The difference between traditional and inference models is similar to the two types of thinking described by Nobel Prize-winning economist Michael Kahneman Think quickly: Fast, instinctive system 1 thinking and slower deliberate system 2 thinking.
By querying large neural networks, the model that makes Chatgpt possible, called large language models or LLM, can generate instantaneous responses to prompts. These outputs may be very clever and coherent, but may not answer questions that require step-by-step reasoning, including simple arithmetic.
If the plan is directed to propose a plan that must be followed, the LLM can be forced to imitate the deliberate reasoning. However, this technique is not always reliable, and models are often difficult to solve problems that require extensive, careful planning. Openai, Google, and now humans are using a machine learning method called reinforcement learning to get their latest models to learn to produce reasoning that points to the correct answer. This requires collecting additional training data from humans about solving specific problems.

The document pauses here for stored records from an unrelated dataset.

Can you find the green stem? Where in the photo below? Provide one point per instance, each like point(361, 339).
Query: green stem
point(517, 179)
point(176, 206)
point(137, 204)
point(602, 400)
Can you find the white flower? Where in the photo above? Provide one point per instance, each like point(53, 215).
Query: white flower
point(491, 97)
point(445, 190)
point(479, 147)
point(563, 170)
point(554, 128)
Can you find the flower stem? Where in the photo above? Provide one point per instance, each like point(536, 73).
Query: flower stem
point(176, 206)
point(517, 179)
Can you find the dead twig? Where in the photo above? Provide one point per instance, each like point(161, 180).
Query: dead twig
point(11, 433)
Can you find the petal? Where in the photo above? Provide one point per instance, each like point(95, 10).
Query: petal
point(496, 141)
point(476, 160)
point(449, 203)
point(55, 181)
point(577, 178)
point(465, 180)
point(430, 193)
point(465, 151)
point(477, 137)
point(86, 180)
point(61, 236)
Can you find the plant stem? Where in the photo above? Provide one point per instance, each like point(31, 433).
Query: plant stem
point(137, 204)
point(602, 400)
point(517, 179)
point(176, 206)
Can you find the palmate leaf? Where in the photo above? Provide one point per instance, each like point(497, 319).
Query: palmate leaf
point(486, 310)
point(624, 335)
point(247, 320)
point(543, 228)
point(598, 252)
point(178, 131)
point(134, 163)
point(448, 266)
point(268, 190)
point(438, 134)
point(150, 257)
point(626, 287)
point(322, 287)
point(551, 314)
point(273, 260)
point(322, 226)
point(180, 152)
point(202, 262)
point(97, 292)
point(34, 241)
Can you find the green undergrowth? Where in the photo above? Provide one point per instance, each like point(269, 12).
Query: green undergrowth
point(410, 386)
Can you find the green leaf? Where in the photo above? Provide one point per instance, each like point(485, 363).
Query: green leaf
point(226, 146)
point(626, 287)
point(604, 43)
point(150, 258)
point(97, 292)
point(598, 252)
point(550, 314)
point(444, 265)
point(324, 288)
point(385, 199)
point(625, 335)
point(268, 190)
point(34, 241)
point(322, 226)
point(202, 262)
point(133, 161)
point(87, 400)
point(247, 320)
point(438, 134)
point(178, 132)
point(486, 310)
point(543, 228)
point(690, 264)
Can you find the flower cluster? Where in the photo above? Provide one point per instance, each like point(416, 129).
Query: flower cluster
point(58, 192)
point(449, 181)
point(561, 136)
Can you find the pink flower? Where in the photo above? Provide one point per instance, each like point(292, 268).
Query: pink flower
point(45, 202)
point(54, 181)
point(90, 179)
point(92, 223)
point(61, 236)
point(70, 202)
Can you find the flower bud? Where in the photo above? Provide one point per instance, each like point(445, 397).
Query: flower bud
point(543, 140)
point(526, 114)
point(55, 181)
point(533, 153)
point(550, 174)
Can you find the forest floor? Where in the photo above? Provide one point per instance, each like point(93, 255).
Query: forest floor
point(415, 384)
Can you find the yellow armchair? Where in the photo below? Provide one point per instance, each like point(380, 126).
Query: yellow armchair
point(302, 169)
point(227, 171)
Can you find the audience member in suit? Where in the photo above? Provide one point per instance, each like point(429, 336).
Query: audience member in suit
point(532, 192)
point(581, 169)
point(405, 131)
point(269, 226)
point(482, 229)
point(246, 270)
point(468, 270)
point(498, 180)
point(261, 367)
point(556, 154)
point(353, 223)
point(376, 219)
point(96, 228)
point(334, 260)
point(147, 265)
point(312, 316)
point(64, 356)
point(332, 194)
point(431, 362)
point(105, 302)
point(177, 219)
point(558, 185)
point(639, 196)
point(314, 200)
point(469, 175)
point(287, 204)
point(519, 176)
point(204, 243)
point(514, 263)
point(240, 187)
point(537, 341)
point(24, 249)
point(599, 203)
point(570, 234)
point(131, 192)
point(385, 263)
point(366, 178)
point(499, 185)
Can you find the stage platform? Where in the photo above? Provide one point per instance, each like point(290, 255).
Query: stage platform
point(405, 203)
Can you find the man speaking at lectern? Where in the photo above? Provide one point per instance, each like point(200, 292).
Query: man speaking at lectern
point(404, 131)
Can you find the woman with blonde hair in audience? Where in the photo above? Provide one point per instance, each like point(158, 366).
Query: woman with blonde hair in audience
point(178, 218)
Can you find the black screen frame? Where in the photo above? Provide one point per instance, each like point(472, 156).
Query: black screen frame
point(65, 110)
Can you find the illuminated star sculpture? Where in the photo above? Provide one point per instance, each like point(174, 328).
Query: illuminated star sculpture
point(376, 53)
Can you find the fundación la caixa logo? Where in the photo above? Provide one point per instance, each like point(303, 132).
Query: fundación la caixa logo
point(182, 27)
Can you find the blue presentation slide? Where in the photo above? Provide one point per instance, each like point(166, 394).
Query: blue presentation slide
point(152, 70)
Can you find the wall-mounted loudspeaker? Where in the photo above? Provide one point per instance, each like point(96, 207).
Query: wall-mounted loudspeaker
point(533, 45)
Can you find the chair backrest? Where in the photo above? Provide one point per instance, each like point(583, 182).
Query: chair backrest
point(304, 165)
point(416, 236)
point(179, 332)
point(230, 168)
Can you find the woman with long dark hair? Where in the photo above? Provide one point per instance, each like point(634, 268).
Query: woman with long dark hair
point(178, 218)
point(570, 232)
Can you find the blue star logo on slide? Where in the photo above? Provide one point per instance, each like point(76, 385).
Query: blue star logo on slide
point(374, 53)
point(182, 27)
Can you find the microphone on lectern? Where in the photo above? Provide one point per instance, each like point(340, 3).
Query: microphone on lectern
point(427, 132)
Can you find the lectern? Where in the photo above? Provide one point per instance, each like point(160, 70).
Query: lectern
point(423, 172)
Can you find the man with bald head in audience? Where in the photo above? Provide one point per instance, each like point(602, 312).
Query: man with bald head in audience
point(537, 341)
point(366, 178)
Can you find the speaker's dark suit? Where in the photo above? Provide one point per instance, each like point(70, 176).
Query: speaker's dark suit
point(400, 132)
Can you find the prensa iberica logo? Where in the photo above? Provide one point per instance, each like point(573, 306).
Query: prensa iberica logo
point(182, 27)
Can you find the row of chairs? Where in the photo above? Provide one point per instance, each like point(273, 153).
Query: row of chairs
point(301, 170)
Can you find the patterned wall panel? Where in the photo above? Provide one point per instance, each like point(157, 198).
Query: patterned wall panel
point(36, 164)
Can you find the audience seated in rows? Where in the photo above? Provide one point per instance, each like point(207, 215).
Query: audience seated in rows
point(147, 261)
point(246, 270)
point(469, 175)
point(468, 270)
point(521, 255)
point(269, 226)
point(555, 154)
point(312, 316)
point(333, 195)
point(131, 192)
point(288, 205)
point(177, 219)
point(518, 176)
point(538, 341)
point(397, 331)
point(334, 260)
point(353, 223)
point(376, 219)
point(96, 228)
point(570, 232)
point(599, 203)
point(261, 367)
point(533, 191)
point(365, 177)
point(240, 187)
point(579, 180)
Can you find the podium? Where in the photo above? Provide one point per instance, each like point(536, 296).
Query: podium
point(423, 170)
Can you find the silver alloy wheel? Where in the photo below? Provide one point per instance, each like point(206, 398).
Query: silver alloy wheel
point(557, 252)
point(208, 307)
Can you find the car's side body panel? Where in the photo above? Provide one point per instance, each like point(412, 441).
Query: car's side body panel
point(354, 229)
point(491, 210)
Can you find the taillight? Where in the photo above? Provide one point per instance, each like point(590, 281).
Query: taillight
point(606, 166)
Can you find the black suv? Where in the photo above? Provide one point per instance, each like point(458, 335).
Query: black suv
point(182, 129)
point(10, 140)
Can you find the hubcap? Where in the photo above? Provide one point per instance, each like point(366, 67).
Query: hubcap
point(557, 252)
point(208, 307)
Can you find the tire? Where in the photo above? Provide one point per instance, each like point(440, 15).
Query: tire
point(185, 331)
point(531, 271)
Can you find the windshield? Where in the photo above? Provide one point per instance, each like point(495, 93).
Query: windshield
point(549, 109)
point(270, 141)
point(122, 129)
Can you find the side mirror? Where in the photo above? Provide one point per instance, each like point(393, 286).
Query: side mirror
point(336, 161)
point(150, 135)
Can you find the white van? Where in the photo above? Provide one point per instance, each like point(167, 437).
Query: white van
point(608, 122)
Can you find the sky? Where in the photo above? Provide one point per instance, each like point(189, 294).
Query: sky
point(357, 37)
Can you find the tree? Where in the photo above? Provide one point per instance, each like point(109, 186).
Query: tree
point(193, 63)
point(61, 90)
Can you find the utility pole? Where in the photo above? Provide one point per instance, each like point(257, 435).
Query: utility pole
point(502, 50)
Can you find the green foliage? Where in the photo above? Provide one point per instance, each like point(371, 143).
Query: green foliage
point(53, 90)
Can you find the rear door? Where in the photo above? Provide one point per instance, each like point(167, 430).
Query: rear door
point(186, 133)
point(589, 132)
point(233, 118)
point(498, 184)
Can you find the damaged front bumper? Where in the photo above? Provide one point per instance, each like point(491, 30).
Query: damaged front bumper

Pennsylvania says Cloud’s inference model received additional data about business applications, including writing and fixing code, using computers, and answering complex legal questions. “What we’re getting in improving is…technical subjects or topics that require long-term reasoning,” Payne said. “What we get from our clients is the great interest in deploying the model into the actual workload.”
Anthropic says Claude 3.7 is particularly good at solving coding problems that require step-by-step reasoning, surpassing Openai’s O1 in some benchmarks such as SWE-Bench. The company today released a new tool called Claude Code, designed for this AI-assisted encoding.
“The model is already good at coding,” Payne said. However, “other ideas would be beneficial for situations where a very complex plan might require—for example, you’re looking for a company’s code base.”